Many of us resolved that this Christmas would be a time of family love and joy. Yet many people who love each other have caused each other pain during these days. Joy and sadness seem to go together in our families, as in our faith. Christian joy must always be tempered by our knowledge that Christ is crucified, just as our grief is transformed by the knowledge that he is risen.

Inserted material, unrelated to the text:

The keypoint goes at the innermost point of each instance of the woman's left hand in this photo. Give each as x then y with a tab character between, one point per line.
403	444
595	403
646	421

St. Thomas Beckett, in his Christmas sermon in T. S. Eliot’s Murder
in the Cathedral, speaks about the paradox of rejoicing and being sad at the same time. “In the eyes of the world,” he says, “this is to behave in a strange fashion. For who in the world will both mourn and rejoice at once and for the same reason?” But isn’t all family and community life a constant example of this paradox? After all, living with others is so often and simultaneously the cause of our greatest solace and comfort, and the source of our deepest pain. At Christmas the liturgy reminds us to rejoice because the Lord has taken up our weaknesses, yet we are sobered by the fact that he hasn’t taken them away.

Because Jesus wanted the experience of being fully human, he wanted the experience of being a member of a family — the good parts of this experience as well as the difficult parts. We have our families too. In them we experience great blessings, receive great gifts, and also know sadness. The Scriptures teach us how to make our families places where we can grow in wisdom, grace, and holiness. When we embrace them, we discover what a family can be, and that love is worth the risks.

Fr. Charles Gordon, C.S.C.

Rev. Charles B. Gordon, C.S.C., is co-director of the Garaventa Center for Catholic Intellectual Life and American Culture at the University of Portland. He writes and records a regular blog called “Fractio Verbi.”